Studies have reported on the incidence of sedation-related adverse events (AEs), but little is known about their impact on health care costs and resource use.
Health care providers and payers in five countries were recruited for an online survey by independent administrators to ensure that investigators and respondents were blinded to each other. Surveys were conducted in the local language and began with a "screener" to ensure that respondents had relevant expertise and experience. Responses were analyzed using Excel and R, with the Dixon's statistic used to identify and remove outliers. Global and country-specific average treatment patterns were calculated via bootstrapping; costs were mean values. The sum product of costs and intervention probability gave a cost per AE.

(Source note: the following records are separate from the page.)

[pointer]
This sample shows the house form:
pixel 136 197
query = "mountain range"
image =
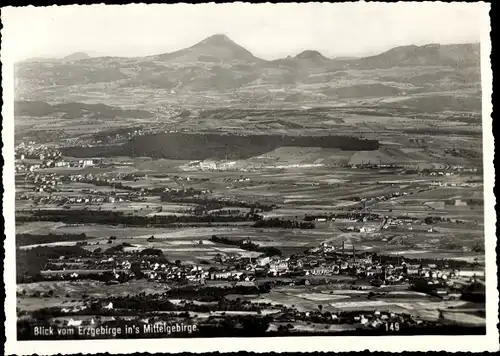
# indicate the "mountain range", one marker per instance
pixel 218 64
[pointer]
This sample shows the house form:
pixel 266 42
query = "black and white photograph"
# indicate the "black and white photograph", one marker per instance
pixel 239 175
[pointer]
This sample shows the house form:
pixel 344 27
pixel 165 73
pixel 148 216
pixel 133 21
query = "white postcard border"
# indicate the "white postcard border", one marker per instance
pixel 488 342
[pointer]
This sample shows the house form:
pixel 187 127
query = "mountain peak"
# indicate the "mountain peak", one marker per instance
pixel 222 47
pixel 218 39
pixel 310 54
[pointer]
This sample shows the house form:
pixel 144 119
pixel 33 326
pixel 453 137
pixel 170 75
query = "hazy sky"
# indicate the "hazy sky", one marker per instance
pixel 269 31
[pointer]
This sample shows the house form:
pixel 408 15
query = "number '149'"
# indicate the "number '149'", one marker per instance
pixel 392 326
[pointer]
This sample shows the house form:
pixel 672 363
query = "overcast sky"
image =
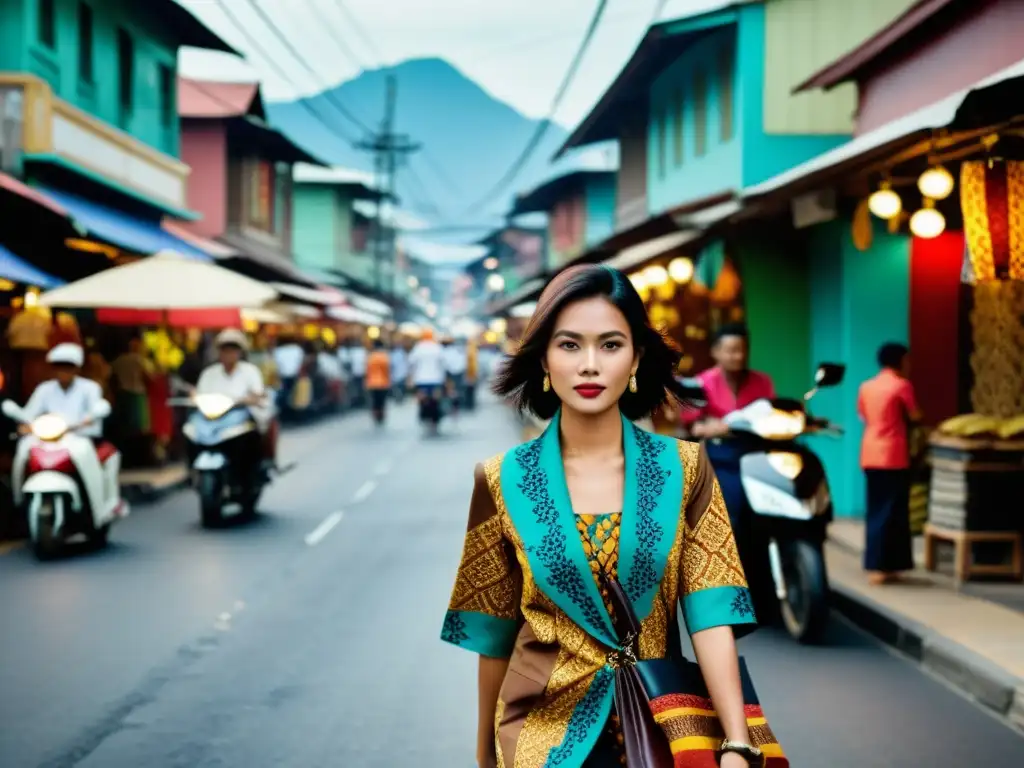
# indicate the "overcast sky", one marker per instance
pixel 516 49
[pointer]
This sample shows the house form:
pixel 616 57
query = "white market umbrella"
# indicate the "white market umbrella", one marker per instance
pixel 166 282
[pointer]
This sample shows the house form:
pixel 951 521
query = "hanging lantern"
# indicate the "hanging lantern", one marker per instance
pixel 936 183
pixel 928 222
pixel 655 275
pixel 681 269
pixel 992 198
pixel 885 203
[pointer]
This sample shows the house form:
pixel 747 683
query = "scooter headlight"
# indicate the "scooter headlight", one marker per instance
pixel 787 465
pixel 780 425
pixel 213 406
pixel 49 427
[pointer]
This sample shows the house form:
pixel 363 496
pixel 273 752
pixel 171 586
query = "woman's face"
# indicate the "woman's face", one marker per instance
pixel 591 355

Responses were received from 101 providers and 26 payers, the majority having >5 years of experience. At a minimum, the respondents performed a total of 3,430 procedural sedations per month. All AEs detailed occurred in clinical practice in the last year and were reported to cause procedural delays and cancellations in some patients. Standard procedural sedation costs ranged from €74 (Germany) to $2,300 (US). Respondents estimated that AEs would increase costs by between 16% (Italy) and 179% (US). Hypotension was reported as the most commonly observed AE with an associated global mean cost (interquartile range) of $43 ($27-$68). Other frequent AEs, including mild hypotension, bradycardia, tachycardia, mild oxygen desaturation, hypertension, and brief apnea, were estimated to increase health care spending on procedural sedation by $2.2 billion annually in the US.

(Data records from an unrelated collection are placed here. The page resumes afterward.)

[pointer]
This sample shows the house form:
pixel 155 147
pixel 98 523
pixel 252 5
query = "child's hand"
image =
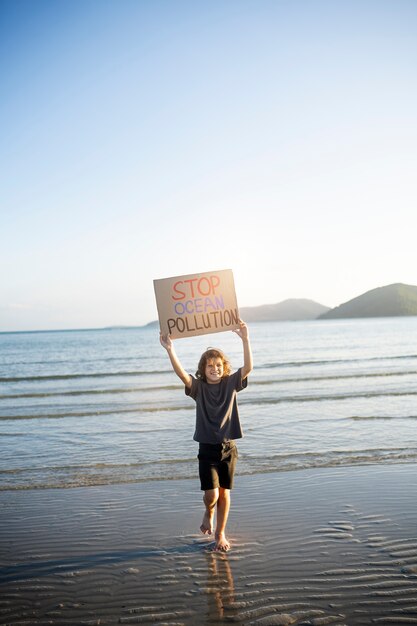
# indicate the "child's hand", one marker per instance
pixel 242 331
pixel 166 341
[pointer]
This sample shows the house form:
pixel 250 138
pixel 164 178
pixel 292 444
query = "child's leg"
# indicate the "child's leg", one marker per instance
pixel 210 499
pixel 223 508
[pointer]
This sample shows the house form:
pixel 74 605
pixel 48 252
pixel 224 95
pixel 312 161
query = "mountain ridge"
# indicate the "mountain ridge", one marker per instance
pixel 397 299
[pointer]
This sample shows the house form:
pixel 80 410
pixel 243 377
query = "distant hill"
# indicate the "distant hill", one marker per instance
pixel 293 309
pixel 390 301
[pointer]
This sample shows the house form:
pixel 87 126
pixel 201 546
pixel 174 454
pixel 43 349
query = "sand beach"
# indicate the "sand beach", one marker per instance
pixel 312 547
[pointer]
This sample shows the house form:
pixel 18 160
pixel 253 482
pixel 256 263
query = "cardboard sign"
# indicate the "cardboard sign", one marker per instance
pixel 197 304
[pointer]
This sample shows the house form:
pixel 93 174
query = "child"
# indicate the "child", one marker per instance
pixel 214 390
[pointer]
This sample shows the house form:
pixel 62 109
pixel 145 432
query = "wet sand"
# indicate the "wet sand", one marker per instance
pixel 313 547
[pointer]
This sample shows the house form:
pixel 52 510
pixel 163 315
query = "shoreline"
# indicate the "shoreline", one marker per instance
pixel 314 546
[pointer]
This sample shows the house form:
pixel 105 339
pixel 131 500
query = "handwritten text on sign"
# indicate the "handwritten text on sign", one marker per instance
pixel 197 304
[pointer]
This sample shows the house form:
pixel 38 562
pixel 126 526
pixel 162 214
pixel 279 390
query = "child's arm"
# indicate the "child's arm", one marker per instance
pixel 243 333
pixel 167 343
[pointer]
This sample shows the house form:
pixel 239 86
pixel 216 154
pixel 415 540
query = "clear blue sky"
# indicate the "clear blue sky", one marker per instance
pixel 146 139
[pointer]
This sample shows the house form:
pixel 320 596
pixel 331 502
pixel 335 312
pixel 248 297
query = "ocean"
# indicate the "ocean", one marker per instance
pixel 104 407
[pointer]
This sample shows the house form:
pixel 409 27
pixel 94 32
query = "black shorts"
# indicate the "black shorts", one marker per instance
pixel 216 465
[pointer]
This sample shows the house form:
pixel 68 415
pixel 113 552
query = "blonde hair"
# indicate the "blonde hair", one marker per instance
pixel 212 353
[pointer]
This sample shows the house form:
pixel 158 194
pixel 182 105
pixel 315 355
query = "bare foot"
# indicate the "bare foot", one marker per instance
pixel 222 545
pixel 207 523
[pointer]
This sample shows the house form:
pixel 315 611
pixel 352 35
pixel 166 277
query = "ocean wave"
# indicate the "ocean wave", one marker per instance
pixel 85 376
pixel 70 476
pixel 361 359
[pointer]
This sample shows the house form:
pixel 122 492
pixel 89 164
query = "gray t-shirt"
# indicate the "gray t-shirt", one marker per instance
pixel 217 417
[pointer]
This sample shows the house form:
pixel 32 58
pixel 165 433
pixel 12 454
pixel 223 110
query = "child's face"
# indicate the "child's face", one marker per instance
pixel 214 371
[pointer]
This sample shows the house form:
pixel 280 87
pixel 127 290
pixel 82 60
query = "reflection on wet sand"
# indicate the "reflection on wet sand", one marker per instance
pixel 220 585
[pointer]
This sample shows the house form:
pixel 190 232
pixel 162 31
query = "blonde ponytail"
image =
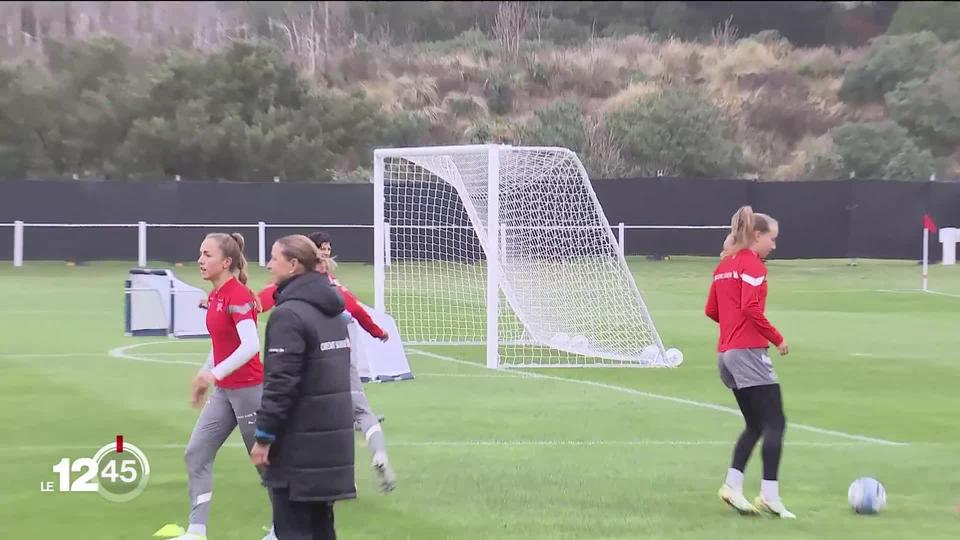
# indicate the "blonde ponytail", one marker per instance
pixel 743 226
pixel 241 261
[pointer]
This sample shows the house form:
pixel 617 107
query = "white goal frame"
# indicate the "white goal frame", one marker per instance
pixel 494 238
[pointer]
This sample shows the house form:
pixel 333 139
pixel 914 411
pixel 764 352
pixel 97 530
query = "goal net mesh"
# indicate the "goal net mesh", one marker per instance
pixel 567 297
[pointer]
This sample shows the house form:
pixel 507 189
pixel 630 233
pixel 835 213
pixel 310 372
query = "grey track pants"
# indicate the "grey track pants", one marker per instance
pixel 224 410
pixel 363 416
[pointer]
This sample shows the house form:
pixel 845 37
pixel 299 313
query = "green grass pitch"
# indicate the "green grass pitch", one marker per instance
pixel 580 453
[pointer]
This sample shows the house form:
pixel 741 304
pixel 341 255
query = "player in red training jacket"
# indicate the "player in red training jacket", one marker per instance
pixel 233 369
pixel 737 302
pixel 367 421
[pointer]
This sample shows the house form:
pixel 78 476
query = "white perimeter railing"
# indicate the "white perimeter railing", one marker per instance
pixel 142 227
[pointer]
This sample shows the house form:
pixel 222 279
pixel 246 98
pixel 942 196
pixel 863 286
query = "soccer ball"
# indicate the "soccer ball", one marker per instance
pixel 867 496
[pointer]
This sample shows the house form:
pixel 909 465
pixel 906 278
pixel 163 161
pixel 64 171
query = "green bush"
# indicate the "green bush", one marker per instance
pixel 500 94
pixel 891 60
pixel 930 109
pixel 876 150
pixel 678 132
pixel 560 124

All sedation-related AEs can increase health care costs and result in substantial delays or cancellations of subsequent procedures. The prevention of even minor AEs during procedural sedation may be crucial to ensuring its value as a health care service.
已有研究报道了与镇静相关的不良事件(AE)的发生率,但对于这些事件对医疗保健成本和资源使用的影响却知之甚少。
五个国家的医疗保健提供者和支付方由独立管理人员招募参加在线调查,以确保调查人员和受访者相互不知情。调查以当地语言进行,并以一个“筛选器”开始,以确保受访者具备相关专业知识和经验。使用Excel和R对回复进行分析,采用狄克逊统计量来识别和去除异常值。通过自展法计算全球和特定国家的平均治疗模式;成本为平均值。成本与干预概率的乘积得出每个不良事件的成本。
收到了101名提供者和26名支付方的回复,大多数人有超过5年的经验。受访者每月至少总共进行3430例程序性镇静。所有详细的不良事件均发生在过去一年的临床实践中,并据报道在一些患者中导致了程序延误和取消。标准程序性镇静成本从74欧元(德国)到2300美元(美国)不等。受访者估计,不良事件将使成本增加16%(意大利)至179%(美国)。据报告,低血压是最常观察到的不良事件,相关的全球平均成本(四分位间距)为43美元(27 - 68美元)。其他常见的不良事件,包括轻度低血压、心动过缓、心动过速、轻度氧饱和度降低、高血压和短暂呼吸暂停,估计每年会使美国程序性镇静的医疗保健支出增加22亿美元。
所有与镇静相关的不良事件都会增加医疗保健成本,并导致后续程序的大量延误或取消。在程序性镇静期间预防即使是轻微的不良事件对于确保其作为一种医疗保健服务的价值可能至关重要。